We keep cool when we’re running by sweating (perspiring if you’re a lady) which, by the process of evaporation, uses heat from the surface of our body to turn liquid water into water vapour. We have a surface area of between 1.5m² and 2m² depending on various factors such as height, weight, gender and body composition. When we sweat to cool down, we can easily lose a large amount of heat if we have a large surface area.
Dogs cool themselves by panting, and because they have a hair coat they tend not to lose as much body heat through the skin as we do. Most of the heat they lose is because of evaporation of water from their saliva. Because they are almost incapable of losing heat by convection, conduction, and radiation, it is vital to their well-being that their evaporative cooling system works as well as possible, and is fully replenished with water.
But when and how should you get your dog to drink?
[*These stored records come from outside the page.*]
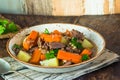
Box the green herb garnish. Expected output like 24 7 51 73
8 22 18 32
45 49 58 59
77 42 83 49
0 26 6 35
0 19 18 35
44 28 50 34
82 54 90 61
71 37 77 43
13 44 22 49
0 19 8 25
70 37 83 49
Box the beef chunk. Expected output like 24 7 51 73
12 48 20 55
12 44 22 55
65 46 81 53
62 60 72 66
42 42 49 50
71 29 84 40
65 46 73 52
49 42 65 49
37 38 49 50
37 38 44 47
28 46 37 53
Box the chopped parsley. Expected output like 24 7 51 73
0 26 5 34
70 37 83 49
13 44 22 49
0 19 18 35
44 28 50 34
82 54 90 61
45 49 58 59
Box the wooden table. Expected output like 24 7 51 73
0 14 120 80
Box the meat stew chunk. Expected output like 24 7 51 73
49 42 65 49
71 29 84 40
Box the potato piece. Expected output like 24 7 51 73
40 57 59 67
82 39 93 48
17 50 31 62
61 37 67 44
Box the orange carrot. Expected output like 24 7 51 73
80 49 92 56
29 48 41 64
41 54 46 60
52 30 61 35
23 30 38 50
65 30 72 37
22 37 30 51
57 50 82 63
28 31 39 40
40 33 61 42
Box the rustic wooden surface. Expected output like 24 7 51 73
0 14 120 80
0 0 120 16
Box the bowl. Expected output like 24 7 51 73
7 23 105 73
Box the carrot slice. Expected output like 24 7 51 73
57 50 82 63
40 33 61 42
80 49 92 56
22 37 30 51
29 48 41 64
23 30 38 50
52 30 61 35
28 30 38 40
65 29 72 37
41 54 46 60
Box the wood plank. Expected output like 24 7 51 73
104 0 109 14
24 0 120 15
0 0 120 15
25 0 52 15
115 0 120 13
108 0 115 14
52 0 85 16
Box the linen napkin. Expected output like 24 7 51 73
1 49 119 80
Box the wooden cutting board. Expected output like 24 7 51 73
0 0 120 16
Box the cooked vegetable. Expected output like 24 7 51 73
17 50 31 62
40 57 59 67
57 50 82 63
0 19 18 35
23 30 38 50
40 33 61 42
53 30 61 35
41 54 46 60
82 54 90 61
13 44 22 49
65 29 72 36
70 37 83 49
61 37 68 44
44 28 49 34
45 49 58 59
82 39 93 48
12 44 22 54
28 30 38 40
29 48 41 64
81 49 92 56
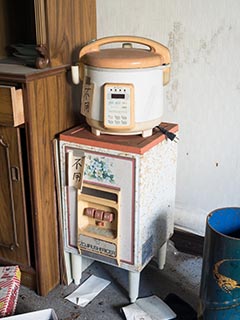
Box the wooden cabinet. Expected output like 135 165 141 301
0 0 96 295
0 126 30 266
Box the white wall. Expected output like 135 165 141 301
96 0 240 235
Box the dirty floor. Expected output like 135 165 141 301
15 243 202 319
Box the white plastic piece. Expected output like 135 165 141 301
142 128 153 138
71 65 80 85
91 127 101 136
71 253 82 285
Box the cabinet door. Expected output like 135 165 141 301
0 126 30 265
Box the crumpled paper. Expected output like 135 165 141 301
65 275 111 307
122 295 176 320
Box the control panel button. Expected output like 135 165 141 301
103 212 114 222
104 83 134 129
84 207 95 217
94 210 104 220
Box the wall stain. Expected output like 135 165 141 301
195 23 227 64
167 21 185 112
168 21 184 74
166 79 179 112
166 20 234 111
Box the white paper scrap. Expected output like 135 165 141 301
65 275 111 307
122 295 176 320
122 303 152 320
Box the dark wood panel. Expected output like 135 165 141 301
45 0 97 66
0 0 96 66
0 0 9 58
0 0 36 58
24 70 79 295
6 1 36 45
0 126 30 265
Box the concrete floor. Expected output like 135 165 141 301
15 243 202 319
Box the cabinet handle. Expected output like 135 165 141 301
11 166 20 182
0 136 19 250
0 242 15 251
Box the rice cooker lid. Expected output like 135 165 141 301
80 47 166 69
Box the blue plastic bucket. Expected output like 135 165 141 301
199 207 240 319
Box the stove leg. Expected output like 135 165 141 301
129 271 140 303
158 241 167 270
71 253 82 285
64 251 73 285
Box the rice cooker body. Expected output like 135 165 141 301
82 65 164 134
78 36 170 136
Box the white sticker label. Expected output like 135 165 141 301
79 234 117 257
81 82 94 117
67 150 85 190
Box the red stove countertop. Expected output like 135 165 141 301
59 122 178 155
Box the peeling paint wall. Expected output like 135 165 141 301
96 0 240 235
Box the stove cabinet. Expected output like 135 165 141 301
59 123 178 302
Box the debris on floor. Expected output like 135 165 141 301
13 247 202 320
65 275 111 307
122 295 176 320
3 308 58 319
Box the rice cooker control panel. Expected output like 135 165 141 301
104 83 134 130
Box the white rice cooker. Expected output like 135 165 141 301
71 36 171 137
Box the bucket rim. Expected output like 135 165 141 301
207 207 240 240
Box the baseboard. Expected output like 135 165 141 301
171 228 204 256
Dogs are generally good judges of their own water needs. They should be given access to plenty of water all day. However this can be difficult to achieve when you’re out running with your pet. The answer? On a longer run, choose a route where there are plenty of places your dog may drink safely, or take water with you. Many parks feature dog drinking fountains that allow your dog to replenish vital water.
But what if you’re not near drinking fountains? On a recent long trail run we did with Guinness and Cinnabar, I wore a Camelbak backpack full of electrolyte drink for the humans, and shared it with our dogs using a folding water bowl. The dogs relished the dilute sports drink for the taste and were easily encouraged to drink early and often.
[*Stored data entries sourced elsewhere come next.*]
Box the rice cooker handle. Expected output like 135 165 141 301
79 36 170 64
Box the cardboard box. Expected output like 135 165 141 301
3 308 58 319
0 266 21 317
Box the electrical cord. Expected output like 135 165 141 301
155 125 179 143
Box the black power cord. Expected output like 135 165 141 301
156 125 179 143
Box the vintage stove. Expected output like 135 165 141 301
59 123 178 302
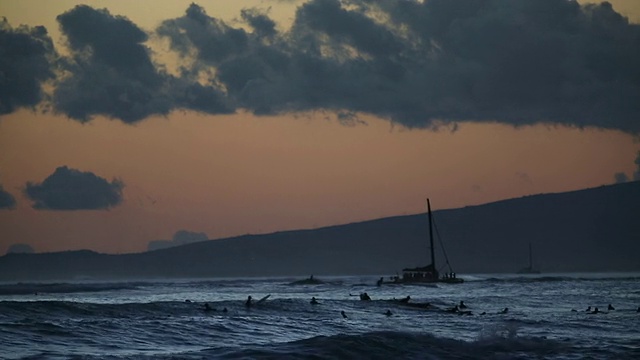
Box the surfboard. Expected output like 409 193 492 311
256 294 270 304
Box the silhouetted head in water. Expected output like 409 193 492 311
204 303 212 311
341 310 348 319
245 296 253 307
222 307 228 313
399 295 411 303
459 301 467 309
586 306 591 312
385 310 393 316
310 297 319 305
500 308 509 314
592 307 599 314
360 293 371 301
608 304 615 311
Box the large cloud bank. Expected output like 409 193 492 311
147 230 208 251
1 0 639 133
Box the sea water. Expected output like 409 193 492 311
0 273 638 359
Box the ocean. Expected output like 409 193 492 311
0 273 638 359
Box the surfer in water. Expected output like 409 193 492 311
360 293 371 301
245 296 253 308
499 307 509 314
608 304 615 311
385 310 393 316
341 310 348 319
399 295 411 304
445 305 459 313
459 301 467 309
310 297 319 305
204 303 213 312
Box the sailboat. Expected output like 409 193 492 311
390 198 463 284
517 243 540 274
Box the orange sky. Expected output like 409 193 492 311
0 0 639 254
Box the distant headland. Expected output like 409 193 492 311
1 181 638 281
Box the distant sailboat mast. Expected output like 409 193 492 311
427 198 436 270
517 242 540 274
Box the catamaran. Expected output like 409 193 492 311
388 198 463 284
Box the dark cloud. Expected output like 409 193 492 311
614 172 629 183
2 1 639 134
0 18 56 114
147 230 208 251
613 151 640 183
158 0 640 133
241 8 278 39
24 166 124 210
0 185 17 209
52 5 231 123
6 243 35 254
158 4 250 65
I regularly carry a water bottle on my 10k runs with Sinner. When it’s time to offer him a drink, I remove a clean baggie from my pick-up kit, fold the rim down a few times, and Voilà – instant dog bowl.
It is always a good idea to allow your dog to drink small amounts and often, rather than ingest a large quantity all at once, even after a run. This helps to avoid serious complications such as gastric torsion where a full stomach can twist and cause life threatening problems for your dog.